Special Functions – Bessel functions – Properties

The Bessel function \(J_{\nu}(z)\) of the first kind of order \(\nu\) is defined by

\[J_{\nu}(z)=\frac{(z/2)^{\nu}}{\Gamma(\nu+1)}\,{}_0F_1\left(\genfrac{}{}{0pt}{}{-}{\nu+1}\,;\,-\frac{z^2}{4}\right) =\left(\frac{z}{2}\right)^{\nu}\sum_{k=0}^{\infty}\frac{(-1)^k}{\Gamma(\nu+k+1)\,k!}\left(\frac{z}{2}\right)^{2k}\tag1\]

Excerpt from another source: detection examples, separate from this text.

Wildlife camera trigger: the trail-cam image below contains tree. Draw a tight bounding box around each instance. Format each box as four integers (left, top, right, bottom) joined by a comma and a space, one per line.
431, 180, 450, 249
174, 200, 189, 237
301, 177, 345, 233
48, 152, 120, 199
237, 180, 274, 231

and the Bessel function \(Y_{\nu}(z)\) of the second kind of order \(\nu\) is given by

\[Y_{\nu}(z):=\frac{J_{\nu}(z)\cos\nu\pi-J_{-\nu}(z)}{\sin\nu\pi}\;\;\text{for}\;\;\nu\notin\{0,1,2,\ldots\} \quad\text{and}\quad Y_n(z):=\lim\limits_{\nu\rightarrow n}Y_{\nu}(z)\;\;\text{for}\;\;n\in\{0,1,2,\ldots\}.\tag2\]

Both are solutions of the Bessel differential equation

\[z^2y''(z)+zy'(z)+\left(z^2-\nu^2\right)y(z)=0,\quad\nu\geq0.\]

Application of Abel's theorem to this Bessel differential equation shows that the Wronskian \(W(z)\) of two solutions satisfies the differential equation \(W'(z)+\displaystyle\frac{1}{z}W(z)=0\), which implies that \(W(z)=\displaystyle\frac{c}{z}\) for some constant \(c\). In fact we have

Theorem: \(W(J_{\nu},J_{-\nu})(z)=-\displaystyle\frac{2\sin\nu\pi}{\pi z}\) and \(W(J_{\nu},Y_{\nu})(z)=\displaystyle\frac{2}{\pi z}\).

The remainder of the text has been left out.